Hi there! I’m trying to understand how nn.RNN(input_size, hidden_size, num_layers, batch_first=True) works for classification problems (not prediction). Let me explain:
I have my dataset which is compose of 1500 samples of vectors of size (1, 800). Each of the vectors of size (1,800) have one target associated, corresponding to the position were the sample was taken.
Using this I created the dataset with a custom class like this:
class WifiDataset(Dataset):
def __init__(self, data, labels=None, transforms=None):
self.X = data
self.y = labels
self.transforms = transforms
def __len__(self):
return len(np.asarray(self.X))
def __getitem__(self, i):
data = self.X[i]
if self.transforms:
data = self.transforms(data)
if self.y is not None:
return data, self.y[i]
else:
return data
And then I create the dataloader as:
train_loader = DataLoader(train_set, batch_size=batch_size, shuffle=True, drop_last=True)
So each data, target in train_loader is data.shape = (batch_size,806) and target.shape = ([37]). Then I feed an RNN that is declared as:
class WifiRNN(nn.Module):
def __init__(self, i_size, h_size, n_layers, num_classes):
super(WifiRNN, self).__init__()
self.input_size = i_size
self.hidden_size = h_size
self.num_layers = n_layers
self.num_classes = num_classes
self.wifi_rnn = nn.RNN(input_size=self.input_size, hidden_size=self.hidden_size, num_layers=self.num_layers,
batch_first=True)
self.out = nn.Linear(in_features=self.hidden_size * sequence_length, out_features=self.num_classes)

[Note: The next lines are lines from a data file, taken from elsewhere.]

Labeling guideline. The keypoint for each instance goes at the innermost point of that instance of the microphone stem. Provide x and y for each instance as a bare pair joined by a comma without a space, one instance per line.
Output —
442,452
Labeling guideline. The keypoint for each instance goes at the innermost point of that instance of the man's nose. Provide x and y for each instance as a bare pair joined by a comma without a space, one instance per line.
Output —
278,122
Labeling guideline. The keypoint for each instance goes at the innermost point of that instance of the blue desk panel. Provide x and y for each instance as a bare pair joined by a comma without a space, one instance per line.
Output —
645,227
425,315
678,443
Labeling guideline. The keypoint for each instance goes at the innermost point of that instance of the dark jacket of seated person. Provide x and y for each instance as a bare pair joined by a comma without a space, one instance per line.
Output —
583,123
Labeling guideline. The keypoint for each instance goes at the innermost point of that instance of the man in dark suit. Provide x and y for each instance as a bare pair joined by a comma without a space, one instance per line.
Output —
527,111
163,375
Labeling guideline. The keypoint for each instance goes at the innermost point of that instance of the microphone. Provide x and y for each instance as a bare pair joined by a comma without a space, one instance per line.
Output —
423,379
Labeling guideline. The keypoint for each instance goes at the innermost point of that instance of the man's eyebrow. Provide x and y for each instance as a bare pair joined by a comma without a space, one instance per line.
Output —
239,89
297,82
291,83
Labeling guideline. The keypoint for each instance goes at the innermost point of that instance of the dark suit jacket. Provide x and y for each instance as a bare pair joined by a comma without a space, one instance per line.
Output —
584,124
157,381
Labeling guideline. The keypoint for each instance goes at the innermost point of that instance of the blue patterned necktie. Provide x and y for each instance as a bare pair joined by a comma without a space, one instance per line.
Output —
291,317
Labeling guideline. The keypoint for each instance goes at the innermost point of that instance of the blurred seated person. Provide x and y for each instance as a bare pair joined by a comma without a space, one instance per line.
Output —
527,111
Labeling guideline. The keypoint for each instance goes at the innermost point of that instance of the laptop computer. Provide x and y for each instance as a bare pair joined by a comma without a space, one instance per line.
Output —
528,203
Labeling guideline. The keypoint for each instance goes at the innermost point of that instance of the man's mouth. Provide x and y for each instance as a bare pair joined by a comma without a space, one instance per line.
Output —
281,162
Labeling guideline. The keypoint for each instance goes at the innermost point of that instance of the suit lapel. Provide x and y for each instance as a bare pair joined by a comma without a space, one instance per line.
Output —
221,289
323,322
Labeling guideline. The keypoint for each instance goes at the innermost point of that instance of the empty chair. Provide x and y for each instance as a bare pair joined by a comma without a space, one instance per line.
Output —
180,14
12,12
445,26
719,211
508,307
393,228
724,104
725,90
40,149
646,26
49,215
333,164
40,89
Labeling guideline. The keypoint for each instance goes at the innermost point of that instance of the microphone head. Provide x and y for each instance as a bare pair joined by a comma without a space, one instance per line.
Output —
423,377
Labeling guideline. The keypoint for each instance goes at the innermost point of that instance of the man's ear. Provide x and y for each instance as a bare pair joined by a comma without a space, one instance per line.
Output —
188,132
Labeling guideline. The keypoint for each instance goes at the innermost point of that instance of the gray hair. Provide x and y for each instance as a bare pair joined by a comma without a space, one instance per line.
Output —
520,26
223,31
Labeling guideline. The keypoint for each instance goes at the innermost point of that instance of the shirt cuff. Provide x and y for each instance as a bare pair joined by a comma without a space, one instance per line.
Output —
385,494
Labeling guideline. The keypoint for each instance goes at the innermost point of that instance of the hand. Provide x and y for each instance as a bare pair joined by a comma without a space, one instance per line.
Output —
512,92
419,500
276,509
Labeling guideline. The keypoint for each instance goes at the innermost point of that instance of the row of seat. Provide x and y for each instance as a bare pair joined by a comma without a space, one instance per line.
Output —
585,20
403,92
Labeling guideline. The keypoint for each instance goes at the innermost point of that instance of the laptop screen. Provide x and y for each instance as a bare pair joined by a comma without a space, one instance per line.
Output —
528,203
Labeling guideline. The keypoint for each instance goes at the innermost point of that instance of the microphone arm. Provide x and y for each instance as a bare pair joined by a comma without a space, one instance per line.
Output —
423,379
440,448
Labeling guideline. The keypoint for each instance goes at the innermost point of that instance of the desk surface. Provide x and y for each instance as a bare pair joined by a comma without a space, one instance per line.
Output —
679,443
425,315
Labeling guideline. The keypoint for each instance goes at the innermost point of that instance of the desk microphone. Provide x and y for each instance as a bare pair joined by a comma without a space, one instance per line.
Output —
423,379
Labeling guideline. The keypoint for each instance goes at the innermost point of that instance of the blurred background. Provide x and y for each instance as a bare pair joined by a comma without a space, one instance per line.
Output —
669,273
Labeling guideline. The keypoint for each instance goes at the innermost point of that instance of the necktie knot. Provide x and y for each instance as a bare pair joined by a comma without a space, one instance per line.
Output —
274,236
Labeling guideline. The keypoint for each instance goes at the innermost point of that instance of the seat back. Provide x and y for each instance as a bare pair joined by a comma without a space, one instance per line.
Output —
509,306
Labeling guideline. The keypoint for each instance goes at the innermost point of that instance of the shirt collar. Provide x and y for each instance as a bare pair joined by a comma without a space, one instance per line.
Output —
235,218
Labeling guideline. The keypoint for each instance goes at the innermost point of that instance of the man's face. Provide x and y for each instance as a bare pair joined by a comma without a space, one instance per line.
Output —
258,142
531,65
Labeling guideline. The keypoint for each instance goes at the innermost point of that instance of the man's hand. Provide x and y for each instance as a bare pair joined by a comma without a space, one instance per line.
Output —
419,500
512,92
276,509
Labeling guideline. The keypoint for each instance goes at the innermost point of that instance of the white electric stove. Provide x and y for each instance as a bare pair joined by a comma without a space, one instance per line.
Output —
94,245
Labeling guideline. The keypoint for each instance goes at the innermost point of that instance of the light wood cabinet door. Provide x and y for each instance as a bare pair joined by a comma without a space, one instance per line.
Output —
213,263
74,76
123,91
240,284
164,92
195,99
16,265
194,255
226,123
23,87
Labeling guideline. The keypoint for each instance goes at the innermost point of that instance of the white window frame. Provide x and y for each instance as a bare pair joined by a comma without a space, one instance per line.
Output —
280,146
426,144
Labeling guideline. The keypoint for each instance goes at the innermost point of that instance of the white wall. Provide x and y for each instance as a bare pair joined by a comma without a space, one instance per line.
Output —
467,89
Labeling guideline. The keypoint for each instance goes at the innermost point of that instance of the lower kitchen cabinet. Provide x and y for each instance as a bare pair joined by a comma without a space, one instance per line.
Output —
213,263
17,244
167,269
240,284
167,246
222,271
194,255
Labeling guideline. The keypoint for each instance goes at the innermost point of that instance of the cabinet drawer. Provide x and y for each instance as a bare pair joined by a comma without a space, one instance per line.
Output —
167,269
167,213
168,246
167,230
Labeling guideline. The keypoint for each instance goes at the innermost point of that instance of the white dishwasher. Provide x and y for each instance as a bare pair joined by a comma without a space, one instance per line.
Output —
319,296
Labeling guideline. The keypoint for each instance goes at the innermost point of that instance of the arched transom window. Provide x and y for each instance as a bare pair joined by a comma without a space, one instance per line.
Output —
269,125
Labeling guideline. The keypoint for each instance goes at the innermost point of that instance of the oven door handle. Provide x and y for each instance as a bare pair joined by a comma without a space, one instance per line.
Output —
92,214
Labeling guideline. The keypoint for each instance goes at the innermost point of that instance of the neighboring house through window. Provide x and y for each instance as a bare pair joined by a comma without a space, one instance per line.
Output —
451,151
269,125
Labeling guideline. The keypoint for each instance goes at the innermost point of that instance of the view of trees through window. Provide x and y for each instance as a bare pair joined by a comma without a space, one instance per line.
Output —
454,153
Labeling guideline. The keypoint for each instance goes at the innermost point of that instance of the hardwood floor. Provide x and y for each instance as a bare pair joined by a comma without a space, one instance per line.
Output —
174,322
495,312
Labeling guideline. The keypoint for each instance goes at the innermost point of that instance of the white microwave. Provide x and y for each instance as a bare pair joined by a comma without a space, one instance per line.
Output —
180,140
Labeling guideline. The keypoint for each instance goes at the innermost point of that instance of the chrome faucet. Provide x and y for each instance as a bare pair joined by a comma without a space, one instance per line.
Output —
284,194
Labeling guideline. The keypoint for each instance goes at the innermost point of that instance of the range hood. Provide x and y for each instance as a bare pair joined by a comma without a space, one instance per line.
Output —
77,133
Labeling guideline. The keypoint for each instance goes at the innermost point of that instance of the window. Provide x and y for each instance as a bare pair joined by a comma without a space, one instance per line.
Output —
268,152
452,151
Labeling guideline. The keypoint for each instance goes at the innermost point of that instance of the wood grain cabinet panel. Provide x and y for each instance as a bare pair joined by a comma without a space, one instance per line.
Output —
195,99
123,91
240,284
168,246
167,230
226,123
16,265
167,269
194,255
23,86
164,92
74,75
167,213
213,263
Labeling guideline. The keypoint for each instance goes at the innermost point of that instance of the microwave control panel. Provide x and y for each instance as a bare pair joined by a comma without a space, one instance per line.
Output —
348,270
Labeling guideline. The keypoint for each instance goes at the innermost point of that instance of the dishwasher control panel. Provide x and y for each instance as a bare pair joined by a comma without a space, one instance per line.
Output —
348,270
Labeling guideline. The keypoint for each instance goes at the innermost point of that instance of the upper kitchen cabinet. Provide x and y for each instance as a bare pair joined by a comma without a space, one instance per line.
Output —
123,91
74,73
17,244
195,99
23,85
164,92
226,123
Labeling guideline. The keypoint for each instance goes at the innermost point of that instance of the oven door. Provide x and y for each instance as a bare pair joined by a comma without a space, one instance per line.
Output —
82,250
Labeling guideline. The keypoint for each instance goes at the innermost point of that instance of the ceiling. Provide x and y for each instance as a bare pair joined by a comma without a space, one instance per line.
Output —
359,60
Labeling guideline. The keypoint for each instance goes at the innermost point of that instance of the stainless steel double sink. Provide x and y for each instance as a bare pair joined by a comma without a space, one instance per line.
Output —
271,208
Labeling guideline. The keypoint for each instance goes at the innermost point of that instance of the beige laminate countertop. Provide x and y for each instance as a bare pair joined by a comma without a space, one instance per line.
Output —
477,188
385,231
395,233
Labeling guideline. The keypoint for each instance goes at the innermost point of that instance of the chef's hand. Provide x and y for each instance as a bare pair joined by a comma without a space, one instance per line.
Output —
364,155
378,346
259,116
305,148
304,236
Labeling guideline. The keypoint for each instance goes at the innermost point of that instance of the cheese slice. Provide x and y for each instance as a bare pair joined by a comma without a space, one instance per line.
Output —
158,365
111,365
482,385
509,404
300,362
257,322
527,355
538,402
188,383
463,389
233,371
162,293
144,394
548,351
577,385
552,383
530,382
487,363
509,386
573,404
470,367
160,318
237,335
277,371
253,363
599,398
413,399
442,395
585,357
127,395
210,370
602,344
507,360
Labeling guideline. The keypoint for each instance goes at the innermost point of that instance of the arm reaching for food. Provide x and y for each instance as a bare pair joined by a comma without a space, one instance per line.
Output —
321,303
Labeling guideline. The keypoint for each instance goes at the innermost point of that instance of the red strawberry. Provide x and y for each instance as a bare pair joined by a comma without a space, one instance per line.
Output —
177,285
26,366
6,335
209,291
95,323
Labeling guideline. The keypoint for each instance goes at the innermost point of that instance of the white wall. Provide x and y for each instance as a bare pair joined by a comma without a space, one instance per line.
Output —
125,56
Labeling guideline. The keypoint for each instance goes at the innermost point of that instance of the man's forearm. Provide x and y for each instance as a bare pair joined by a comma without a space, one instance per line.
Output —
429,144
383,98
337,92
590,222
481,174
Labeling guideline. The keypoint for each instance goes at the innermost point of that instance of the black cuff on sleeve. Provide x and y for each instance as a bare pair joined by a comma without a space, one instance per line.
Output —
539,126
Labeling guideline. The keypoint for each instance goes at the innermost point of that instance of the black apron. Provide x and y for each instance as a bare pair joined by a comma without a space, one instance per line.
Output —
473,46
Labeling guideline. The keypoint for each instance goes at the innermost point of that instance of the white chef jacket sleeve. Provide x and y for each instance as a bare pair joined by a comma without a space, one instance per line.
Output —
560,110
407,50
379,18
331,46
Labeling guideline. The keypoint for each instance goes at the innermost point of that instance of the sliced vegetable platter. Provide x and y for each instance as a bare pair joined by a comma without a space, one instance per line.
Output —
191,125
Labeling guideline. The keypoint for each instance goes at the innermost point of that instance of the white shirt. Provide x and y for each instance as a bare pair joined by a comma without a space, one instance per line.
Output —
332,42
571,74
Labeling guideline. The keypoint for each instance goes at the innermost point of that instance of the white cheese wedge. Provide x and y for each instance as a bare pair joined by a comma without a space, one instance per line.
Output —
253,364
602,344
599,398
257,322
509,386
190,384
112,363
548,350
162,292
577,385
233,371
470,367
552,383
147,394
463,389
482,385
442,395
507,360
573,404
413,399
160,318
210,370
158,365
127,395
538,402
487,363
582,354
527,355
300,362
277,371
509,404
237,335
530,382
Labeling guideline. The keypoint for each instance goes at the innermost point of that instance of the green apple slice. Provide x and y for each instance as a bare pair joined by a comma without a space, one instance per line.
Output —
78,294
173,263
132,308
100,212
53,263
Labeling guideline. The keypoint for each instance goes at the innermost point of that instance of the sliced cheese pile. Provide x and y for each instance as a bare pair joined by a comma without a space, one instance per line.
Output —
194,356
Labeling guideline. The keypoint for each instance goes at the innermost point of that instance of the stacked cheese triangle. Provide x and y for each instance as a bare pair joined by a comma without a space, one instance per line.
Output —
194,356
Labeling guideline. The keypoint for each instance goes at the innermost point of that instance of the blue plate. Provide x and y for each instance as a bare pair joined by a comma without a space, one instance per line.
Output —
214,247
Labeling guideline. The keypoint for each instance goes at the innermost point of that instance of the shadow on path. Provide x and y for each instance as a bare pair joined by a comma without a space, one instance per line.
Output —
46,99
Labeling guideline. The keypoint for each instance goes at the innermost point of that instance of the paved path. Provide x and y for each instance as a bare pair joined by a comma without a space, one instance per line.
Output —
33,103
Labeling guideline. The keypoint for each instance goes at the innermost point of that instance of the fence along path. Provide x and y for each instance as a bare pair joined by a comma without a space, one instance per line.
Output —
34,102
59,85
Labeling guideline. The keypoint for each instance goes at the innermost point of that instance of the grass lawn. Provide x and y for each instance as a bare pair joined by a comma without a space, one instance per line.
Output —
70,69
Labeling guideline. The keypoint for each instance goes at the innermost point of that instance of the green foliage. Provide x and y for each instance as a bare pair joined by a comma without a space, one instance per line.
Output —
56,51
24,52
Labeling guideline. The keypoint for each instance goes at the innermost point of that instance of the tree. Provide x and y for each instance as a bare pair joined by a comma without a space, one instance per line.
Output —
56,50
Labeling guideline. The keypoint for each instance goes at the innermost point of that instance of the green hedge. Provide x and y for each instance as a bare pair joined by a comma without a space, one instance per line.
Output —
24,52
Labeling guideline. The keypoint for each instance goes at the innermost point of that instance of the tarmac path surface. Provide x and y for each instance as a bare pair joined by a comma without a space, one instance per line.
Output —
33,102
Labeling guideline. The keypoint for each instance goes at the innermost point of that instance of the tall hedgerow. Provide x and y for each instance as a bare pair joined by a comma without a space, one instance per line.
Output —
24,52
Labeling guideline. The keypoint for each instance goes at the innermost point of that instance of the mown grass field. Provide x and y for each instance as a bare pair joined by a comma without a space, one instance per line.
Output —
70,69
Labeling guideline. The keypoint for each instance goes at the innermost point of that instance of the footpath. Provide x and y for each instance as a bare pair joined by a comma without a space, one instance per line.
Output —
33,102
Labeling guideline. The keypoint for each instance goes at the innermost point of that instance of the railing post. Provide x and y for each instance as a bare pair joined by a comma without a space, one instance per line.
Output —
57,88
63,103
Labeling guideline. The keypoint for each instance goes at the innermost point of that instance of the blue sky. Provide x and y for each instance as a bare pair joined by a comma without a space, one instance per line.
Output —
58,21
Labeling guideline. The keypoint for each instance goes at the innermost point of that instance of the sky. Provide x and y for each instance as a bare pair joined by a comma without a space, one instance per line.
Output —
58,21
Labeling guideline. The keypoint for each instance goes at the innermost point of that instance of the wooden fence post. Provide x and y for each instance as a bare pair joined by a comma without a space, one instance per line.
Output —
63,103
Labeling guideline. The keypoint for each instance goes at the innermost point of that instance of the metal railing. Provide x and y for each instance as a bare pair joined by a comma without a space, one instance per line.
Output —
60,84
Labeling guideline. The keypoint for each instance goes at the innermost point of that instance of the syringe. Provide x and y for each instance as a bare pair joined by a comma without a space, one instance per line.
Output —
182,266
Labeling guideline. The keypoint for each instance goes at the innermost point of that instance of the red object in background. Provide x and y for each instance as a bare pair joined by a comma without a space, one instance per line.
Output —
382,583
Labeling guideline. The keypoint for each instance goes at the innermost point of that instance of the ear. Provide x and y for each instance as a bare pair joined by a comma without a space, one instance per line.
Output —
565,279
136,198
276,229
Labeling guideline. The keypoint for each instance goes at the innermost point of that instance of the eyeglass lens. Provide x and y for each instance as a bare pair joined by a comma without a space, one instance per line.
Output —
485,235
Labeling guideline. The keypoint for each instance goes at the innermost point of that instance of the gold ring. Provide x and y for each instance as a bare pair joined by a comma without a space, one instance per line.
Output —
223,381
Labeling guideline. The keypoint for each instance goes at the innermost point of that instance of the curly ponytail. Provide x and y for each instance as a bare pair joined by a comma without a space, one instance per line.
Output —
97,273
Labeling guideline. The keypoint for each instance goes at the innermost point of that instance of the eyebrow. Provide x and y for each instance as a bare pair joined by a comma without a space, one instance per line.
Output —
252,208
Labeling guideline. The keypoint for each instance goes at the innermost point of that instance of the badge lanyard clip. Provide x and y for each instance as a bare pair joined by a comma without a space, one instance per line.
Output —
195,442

def forward(self, x_in, h_state):
r_out, _ = self.wifi_rnn(x_in, h_state)
r_out = r_out.reshape(r_out.shape[0], -1)
out = self.out(r_out)
return out
def init_hidden_state(self, b_size):
h0 = torch.zeros(self.num_layers, b_size, self.hidden_size).to(device)
return h0
Am I taking advantage of RNNs hidden state? If the answer is yes, am i doing it between batches or how does it work?
Do I need to feed the network with different timesteps to exploit the hidden state information?
(Same questions asked for LSTMs, because I know RNN’s have vanishing gradient problem)
Thanks!